Freq Used SAS Proc with exmaples
PROC DATASETS
PROC DATASETS is a utility
procedure that helps to manage the SAS datasets in various libraries. The
multi-user environments are constrained by the system resources like SAS
Workspace or the shared folders. To remove unnecessary files and manage
the datasets, Proc Datasets is often used in the main programs.
With PROC DATASETS, you can
·
Delete
SAS files
·
List the
SAS files that are contained in a SAS library
·
Copy SAS
files from one SAS library to another
·
Rename
SAS files
·
List the
attributes of a SAS data set, information such as the date the data were last
modified, whether the data are compressed, whether the data are indexed etc.
·
Append
SAS data sets
·
Create
and delete indexes on SAS data sets
The example below demonstrates
three frequently used features of Proc Contents – Delete, copy and Rename.

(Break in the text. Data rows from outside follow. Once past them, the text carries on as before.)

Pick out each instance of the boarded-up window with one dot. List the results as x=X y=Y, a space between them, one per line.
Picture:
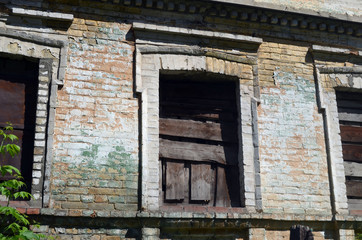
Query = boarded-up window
x=350 y=119
x=18 y=99
x=199 y=141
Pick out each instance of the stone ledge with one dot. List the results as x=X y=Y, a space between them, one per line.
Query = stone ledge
x=41 y=14
x=327 y=49
x=238 y=214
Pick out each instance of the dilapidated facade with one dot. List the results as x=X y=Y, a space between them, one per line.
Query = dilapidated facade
x=186 y=119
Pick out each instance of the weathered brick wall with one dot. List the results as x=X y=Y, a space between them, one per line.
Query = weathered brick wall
x=95 y=165
x=292 y=150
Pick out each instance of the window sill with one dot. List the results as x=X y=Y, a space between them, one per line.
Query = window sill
x=22 y=207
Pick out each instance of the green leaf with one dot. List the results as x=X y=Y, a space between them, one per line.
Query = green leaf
x=12 y=137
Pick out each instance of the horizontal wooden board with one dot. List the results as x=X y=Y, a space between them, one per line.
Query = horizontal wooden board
x=350 y=117
x=196 y=129
x=196 y=114
x=354 y=188
x=355 y=204
x=352 y=152
x=351 y=134
x=353 y=169
x=206 y=103
x=197 y=152
x=197 y=89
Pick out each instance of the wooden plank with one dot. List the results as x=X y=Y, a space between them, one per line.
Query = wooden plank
x=353 y=169
x=196 y=129
x=354 y=188
x=201 y=182
x=201 y=103
x=222 y=194
x=196 y=114
x=350 y=117
x=352 y=152
x=197 y=152
x=175 y=181
x=197 y=89
x=351 y=133
x=354 y=204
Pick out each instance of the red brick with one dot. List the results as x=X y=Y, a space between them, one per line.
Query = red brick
x=33 y=211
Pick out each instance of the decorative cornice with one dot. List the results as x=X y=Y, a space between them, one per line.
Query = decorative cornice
x=248 y=14
x=41 y=14
x=334 y=50
x=195 y=32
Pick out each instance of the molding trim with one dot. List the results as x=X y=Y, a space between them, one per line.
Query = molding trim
x=327 y=49
x=195 y=32
x=41 y=14
x=250 y=13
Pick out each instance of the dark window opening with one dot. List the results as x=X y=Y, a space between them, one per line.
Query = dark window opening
x=18 y=101
x=350 y=120
x=199 y=140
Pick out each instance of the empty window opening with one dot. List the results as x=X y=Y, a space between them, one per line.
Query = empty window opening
x=199 y=140
x=350 y=120
x=18 y=100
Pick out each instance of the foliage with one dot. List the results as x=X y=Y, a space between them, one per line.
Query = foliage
x=358 y=236
x=13 y=224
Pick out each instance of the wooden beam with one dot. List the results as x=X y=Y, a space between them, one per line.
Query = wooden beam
x=197 y=152
x=353 y=169
x=351 y=133
x=350 y=117
x=196 y=129
x=352 y=152
x=201 y=182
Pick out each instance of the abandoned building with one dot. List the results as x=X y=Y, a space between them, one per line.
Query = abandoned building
x=170 y=119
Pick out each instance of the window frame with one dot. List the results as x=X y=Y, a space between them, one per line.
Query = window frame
x=154 y=56
x=328 y=81
x=51 y=55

libname mylib 'D:\mydata';
DATA mylib.intial_cl;
INPUT account credit_limit;
DATALINES;
1002 2000
1003 4000
1004 3000
;
DATA mylib.new_cl;
INPUT account credit_limit;
DATALINES;
1002 3000
1004 5000
1005 2500;
proc datasets library=mylib details;
change
new_cl=brand_new_cl;
delete intial_cl;
copy in=mylib out
=work; select brand_new_cl;
run;
Line 1: specifying the library to
list the detail (filenames and attributes)
Line 2: change the name ‘new_cl’
into ‘brand_new_cl’
Line 3: delete intial_cl from
mylib
Line 4: copy from ‘mylib’ library
to ‘work’ library the file specified in select statement (brand_new_cl)
Proc PRINT is used to understand
how the data looks and also for a variety of reporting purposes. Proc print
in conjunction with ODS features can produce impressive reports. PROC
Print has various options and features to control the display, filter
data/variables and to do additional computation on the data.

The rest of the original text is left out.